Ainsi, peu de reflexions venaient perturber l'activité de la jeune femme automate, embourbée dans ses compulsives activités, et cette absence de pensées génératrices d'angoisse lui permettait de se constituer un relatif havre de paix, ici, dans le claquement des aiguilles et la luminosité sereine du paysage désertique. Si bien que lorsque la petite voix étrangère, sirupeuse et grave de sa pensée, venait tenter une intrusion en force dans cette imperméable volonté de silence intérieur, Céleste s'empressait de la repousser, craignait que celle-ci ne la pousse à commettre quelque acte impulsif et regrettable comme elle en avait la désastreuse habitude…
Un souffle, frais et furtif, contre la chair humide de sa nuque courbée. Un long frisson parcourut les membres minces de la jeune femme qui stoppa brusquement tout mouvement, aiguilles en l'air, yeux en agitation fiévreuse tout autour d'elle, comme indépendants du corps plus immobile que les colonnes de marbre qui l'encadraient. Un compliment ? Drôle de tactique, la petite voix de sa conscience emploierait-elle des moyens plus vicieux encore que Céleste elle-même pour parvenir à ses fins ? Et quelles fins ? L'autre jour encore, corrompue par quelque élan de fureur que lui avait soufflé son invisible compagne, elle n'avait pas hésité à fondre tête la première dans un interné qui, par son inertie silencieuse, se refusait à ses désirs d'approche.

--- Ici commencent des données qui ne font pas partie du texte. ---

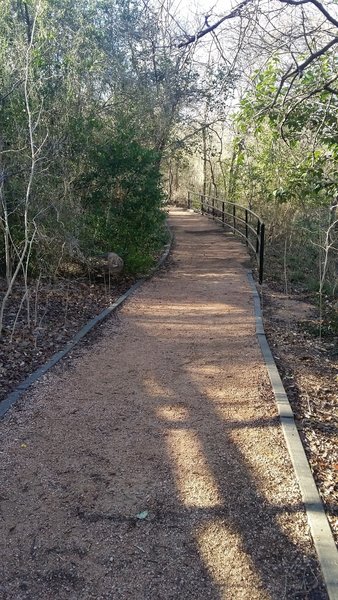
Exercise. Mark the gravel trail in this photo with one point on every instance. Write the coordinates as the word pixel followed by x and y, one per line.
pixel 152 466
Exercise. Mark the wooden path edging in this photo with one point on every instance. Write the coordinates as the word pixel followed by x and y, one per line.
pixel 319 526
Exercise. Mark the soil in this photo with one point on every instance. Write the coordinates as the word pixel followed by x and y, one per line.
pixel 58 310
pixel 309 369
pixel 150 464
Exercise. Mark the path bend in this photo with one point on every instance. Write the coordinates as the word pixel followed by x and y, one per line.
pixel 154 466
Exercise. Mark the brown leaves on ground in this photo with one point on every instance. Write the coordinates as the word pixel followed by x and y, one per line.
pixel 309 368
pixel 57 312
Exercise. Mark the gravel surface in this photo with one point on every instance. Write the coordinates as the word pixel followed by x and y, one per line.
pixel 152 465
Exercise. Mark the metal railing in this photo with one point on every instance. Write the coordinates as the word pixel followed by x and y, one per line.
pixel 240 219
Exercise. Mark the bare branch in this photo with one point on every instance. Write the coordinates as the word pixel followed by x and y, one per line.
pixel 234 13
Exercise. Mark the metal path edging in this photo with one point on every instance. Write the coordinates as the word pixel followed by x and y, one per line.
pixel 14 396
pixel 319 526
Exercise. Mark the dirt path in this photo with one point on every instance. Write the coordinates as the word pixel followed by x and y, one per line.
pixel 154 467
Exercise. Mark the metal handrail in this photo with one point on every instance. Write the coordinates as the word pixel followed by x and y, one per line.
pixel 216 207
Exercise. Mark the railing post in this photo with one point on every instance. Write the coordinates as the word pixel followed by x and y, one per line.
pixel 258 235
pixel 261 253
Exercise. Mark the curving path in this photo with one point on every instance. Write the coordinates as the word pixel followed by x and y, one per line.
pixel 153 465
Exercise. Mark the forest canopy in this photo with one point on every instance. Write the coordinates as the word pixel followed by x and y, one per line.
pixel 107 109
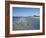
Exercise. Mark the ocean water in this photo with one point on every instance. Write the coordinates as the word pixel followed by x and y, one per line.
pixel 26 23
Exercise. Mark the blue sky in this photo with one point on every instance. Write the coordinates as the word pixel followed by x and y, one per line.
pixel 21 11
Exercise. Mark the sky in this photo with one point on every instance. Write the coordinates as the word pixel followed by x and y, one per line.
pixel 22 11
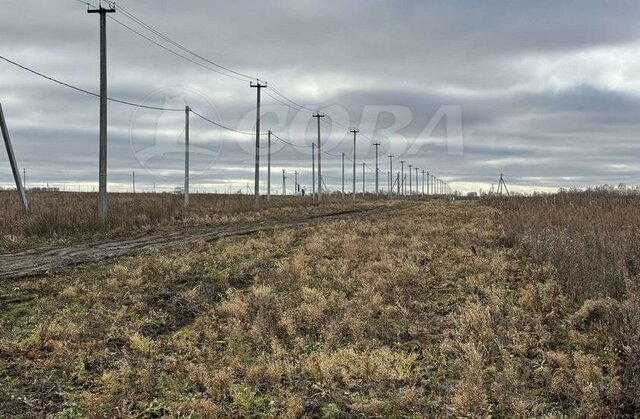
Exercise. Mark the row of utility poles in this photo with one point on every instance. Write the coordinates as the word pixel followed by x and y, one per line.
pixel 439 187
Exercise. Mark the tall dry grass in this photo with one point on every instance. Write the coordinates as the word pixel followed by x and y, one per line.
pixel 64 217
pixel 593 242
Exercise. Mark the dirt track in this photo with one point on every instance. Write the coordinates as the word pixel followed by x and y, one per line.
pixel 45 260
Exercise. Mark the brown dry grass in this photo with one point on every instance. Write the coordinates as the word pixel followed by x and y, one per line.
pixel 419 312
pixel 593 243
pixel 63 218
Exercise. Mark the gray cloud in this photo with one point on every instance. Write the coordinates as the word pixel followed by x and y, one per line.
pixel 539 102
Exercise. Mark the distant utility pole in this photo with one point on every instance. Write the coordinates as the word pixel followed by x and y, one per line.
pixel 318 115
pixel 284 183
pixel 363 185
pixel 343 175
pixel 502 185
pixel 390 176
pixel 402 162
pixel 355 133
pixel 187 110
pixel 269 166
pixel 377 183
pixel 313 169
pixel 259 86
pixel 12 161
pixel 102 166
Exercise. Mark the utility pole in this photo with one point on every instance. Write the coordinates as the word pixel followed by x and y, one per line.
pixel 428 177
pixel 313 169
pixel 102 166
pixel 318 115
pixel 402 162
pixel 390 175
pixel 187 110
pixel 284 183
pixel 501 185
pixel 355 133
pixel 12 161
pixel 269 166
pixel 377 182
pixel 256 187
pixel 363 187
pixel 343 175
pixel 410 186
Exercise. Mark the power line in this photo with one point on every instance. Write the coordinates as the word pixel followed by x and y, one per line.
pixel 78 89
pixel 290 143
pixel 220 125
pixel 180 46
pixel 172 51
pixel 245 77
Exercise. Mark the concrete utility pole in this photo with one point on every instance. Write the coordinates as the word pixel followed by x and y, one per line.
pixel 269 166
pixel 313 169
pixel 402 162
pixel 318 115
pixel 410 188
pixel 355 133
pixel 377 182
pixel 363 187
pixel 390 176
pixel 284 183
pixel 428 177
pixel 187 110
pixel 502 184
pixel 256 187
pixel 102 166
pixel 12 161
pixel 343 175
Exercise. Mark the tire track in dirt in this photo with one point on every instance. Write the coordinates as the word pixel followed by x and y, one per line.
pixel 48 260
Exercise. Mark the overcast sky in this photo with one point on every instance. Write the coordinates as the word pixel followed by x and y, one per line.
pixel 546 92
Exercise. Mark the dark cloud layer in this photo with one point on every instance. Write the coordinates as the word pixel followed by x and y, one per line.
pixel 547 89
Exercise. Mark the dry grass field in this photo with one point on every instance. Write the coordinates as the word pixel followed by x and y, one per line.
pixel 433 309
pixel 64 218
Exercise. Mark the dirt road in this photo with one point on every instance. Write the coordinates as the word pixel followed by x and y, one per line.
pixel 45 260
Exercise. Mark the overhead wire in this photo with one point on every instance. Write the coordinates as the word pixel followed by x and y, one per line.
pixel 220 125
pixel 79 89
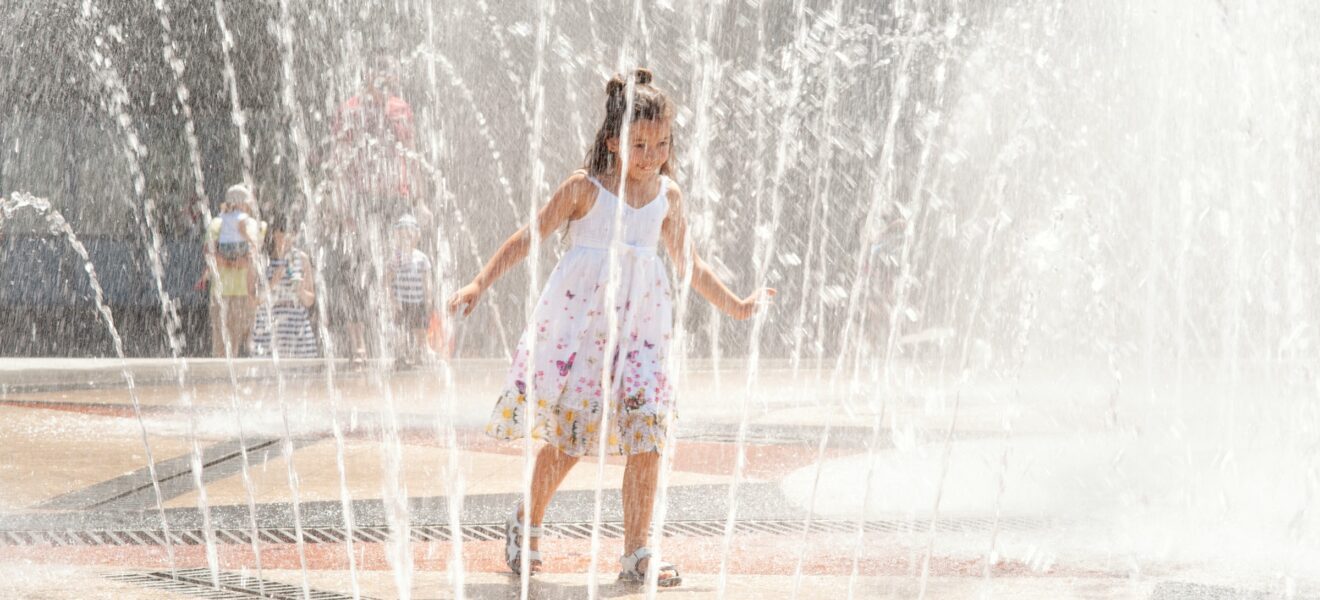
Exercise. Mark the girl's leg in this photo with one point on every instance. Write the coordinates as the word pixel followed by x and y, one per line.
pixel 552 466
pixel 640 478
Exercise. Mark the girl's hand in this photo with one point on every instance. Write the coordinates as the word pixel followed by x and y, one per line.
pixel 466 298
pixel 750 305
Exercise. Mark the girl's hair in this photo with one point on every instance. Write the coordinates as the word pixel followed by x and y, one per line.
pixel 648 103
pixel 284 224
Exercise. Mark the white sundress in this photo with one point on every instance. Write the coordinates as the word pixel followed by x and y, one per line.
pixel 570 332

Ne pouvait-elle donc cesser d'être interrompue dans sa toute relative, mais néanmoins spectaculaire pour une si tourmentée jeune femme, sérenité ? Et sous le poids de quelle idée nouvelle et infiniment menaçante allait-elle encore devoir plier, puis se rompre, scindant sa volonté malgré elle ?
— Je sais de quoi tu es capable. Tu n'auras pas le dessus, pas aujourd'hui.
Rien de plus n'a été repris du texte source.